Indonesia and the Netherlands to collaborate even closer on water issues
Published: 4 April 2018
Mutual contribution, mutual benefit
Since 2011, institutes in the field of water management and meteorology from both countries have been working together under the Joint Cooperation Programme (JCP). Due to the success of the first two phases of the cooperation, both governments decided to invest in a third phase, which will run during 2018 and 2019. The Indonesian government has earmarked capacity and funds for this purpose. The government of the Kingdom of the Netherlands is supporting the collaboration with a grant for the Dutch institutes. The programme will strengthen the position of both the Indonesian and the Dutch institutes in the field of water resources management in Indonesia. The introduction of new technology and knowledge in the Indonesian context will be direct helpful for the Indonesian institutes, while the Dutch partners will also benefit by acquiring experience with applying technology and experience in this setting. The programme provides an excellent opportunity for the researchers to work in a multi-organisational, multi-cultural setting. As quoted by Dr. Ir. Eko Winar Irianto, MT. Director of Research and Development Center for Water Resources (PusAir): We are very happy with the continuation of JCP-III: it gives our staff the opportunity to learn from Dutch experts and together with our partners work on application of new technologies for IWRM.

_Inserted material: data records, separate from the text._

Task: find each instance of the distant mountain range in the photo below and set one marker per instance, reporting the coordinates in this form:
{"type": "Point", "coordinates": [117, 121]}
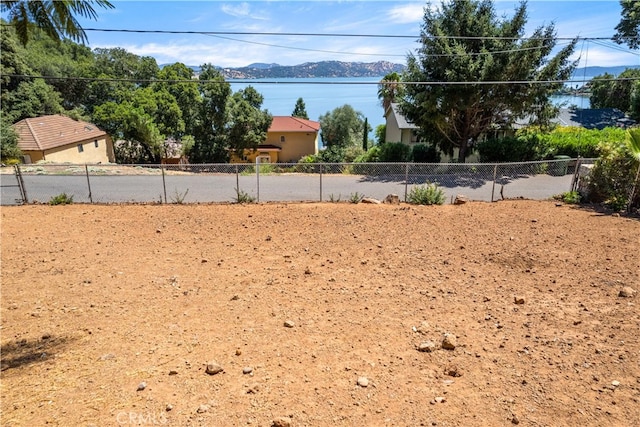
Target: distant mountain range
{"type": "Point", "coordinates": [310, 69]}
{"type": "Point", "coordinates": [590, 72]}
{"type": "Point", "coordinates": [335, 69]}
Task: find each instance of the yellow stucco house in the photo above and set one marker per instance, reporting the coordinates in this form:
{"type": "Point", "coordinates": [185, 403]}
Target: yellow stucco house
{"type": "Point", "coordinates": [288, 140]}
{"type": "Point", "coordinates": [60, 139]}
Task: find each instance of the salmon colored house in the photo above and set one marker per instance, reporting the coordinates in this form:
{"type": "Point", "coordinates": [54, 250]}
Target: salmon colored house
{"type": "Point", "coordinates": [288, 140]}
{"type": "Point", "coordinates": [60, 139]}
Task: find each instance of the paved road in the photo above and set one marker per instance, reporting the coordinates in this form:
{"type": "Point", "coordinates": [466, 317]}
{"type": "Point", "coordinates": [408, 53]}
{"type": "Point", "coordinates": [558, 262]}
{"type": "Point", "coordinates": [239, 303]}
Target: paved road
{"type": "Point", "coordinates": [287, 187]}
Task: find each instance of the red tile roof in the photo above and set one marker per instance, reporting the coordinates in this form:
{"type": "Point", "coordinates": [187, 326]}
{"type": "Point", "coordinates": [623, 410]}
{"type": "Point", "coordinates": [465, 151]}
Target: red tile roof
{"type": "Point", "coordinates": [293, 124]}
{"type": "Point", "coordinates": [47, 132]}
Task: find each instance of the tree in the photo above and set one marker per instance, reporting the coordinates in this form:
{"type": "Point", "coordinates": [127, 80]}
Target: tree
{"type": "Point", "coordinates": [342, 127]}
{"type": "Point", "coordinates": [210, 142]}
{"type": "Point", "coordinates": [55, 18]}
{"type": "Point", "coordinates": [8, 141]}
{"type": "Point", "coordinates": [300, 110]}
{"type": "Point", "coordinates": [465, 43]}
{"type": "Point", "coordinates": [365, 135]}
{"type": "Point", "coordinates": [390, 90]}
{"type": "Point", "coordinates": [31, 99]}
{"type": "Point", "coordinates": [137, 136]}
{"type": "Point", "coordinates": [186, 94]}
{"type": "Point", "coordinates": [247, 125]}
{"type": "Point", "coordinates": [381, 134]}
{"type": "Point", "coordinates": [628, 30]}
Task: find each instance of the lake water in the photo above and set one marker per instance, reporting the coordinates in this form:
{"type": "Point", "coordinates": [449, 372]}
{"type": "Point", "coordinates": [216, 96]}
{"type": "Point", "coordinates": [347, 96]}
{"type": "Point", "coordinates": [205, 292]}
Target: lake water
{"type": "Point", "coordinates": [322, 95]}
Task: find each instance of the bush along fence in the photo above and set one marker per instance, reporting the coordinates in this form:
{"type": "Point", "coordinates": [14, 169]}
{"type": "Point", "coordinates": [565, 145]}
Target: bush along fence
{"type": "Point", "coordinates": [279, 182]}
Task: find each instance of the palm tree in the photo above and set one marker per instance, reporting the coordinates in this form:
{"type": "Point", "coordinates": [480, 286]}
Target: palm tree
{"type": "Point", "coordinates": [55, 18]}
{"type": "Point", "coordinates": [389, 89]}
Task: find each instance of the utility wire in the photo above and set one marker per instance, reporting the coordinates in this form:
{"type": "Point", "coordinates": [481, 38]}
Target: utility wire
{"type": "Point", "coordinates": [416, 37]}
{"type": "Point", "coordinates": [442, 55]}
{"type": "Point", "coordinates": [288, 82]}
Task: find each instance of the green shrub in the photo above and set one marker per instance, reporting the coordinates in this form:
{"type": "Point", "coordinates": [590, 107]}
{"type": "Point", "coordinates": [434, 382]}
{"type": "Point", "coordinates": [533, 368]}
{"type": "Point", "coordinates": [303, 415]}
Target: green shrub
{"type": "Point", "coordinates": [243, 197]}
{"type": "Point", "coordinates": [612, 177]}
{"type": "Point", "coordinates": [356, 197]}
{"type": "Point", "coordinates": [570, 197]}
{"type": "Point", "coordinates": [178, 197]}
{"type": "Point", "coordinates": [428, 194]}
{"type": "Point", "coordinates": [372, 155]}
{"type": "Point", "coordinates": [423, 153]}
{"type": "Point", "coordinates": [61, 199]}
{"type": "Point", "coordinates": [392, 152]}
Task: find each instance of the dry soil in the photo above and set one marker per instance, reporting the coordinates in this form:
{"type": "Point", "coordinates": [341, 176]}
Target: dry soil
{"type": "Point", "coordinates": [110, 315]}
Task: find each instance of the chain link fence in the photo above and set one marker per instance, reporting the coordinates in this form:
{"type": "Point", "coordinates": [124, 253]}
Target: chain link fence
{"type": "Point", "coordinates": [283, 182]}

One of the concrete goals of the partnership is the establishment of a Centre of Excellence on Hydro-informatics (Pusat Studi Hidroinformatik). This Centre will provide the basis for a sustained partnership and ensure that JCP knowledge will continue to be available and be used in the future. The partners will also work on the development of a National Hydrological Database, Advanced Water Resources Modelling, Climate Change, Food Security, and Flood and Drought forecasting. The programme will focus on national-scale approaches and also on the application of knowledge and technology in local settings. Upper-Citarum, the upstream part of the Citarum River catchment, will be a leading focus of attention due to its water quality and flooding problems in a highly urbanised environment.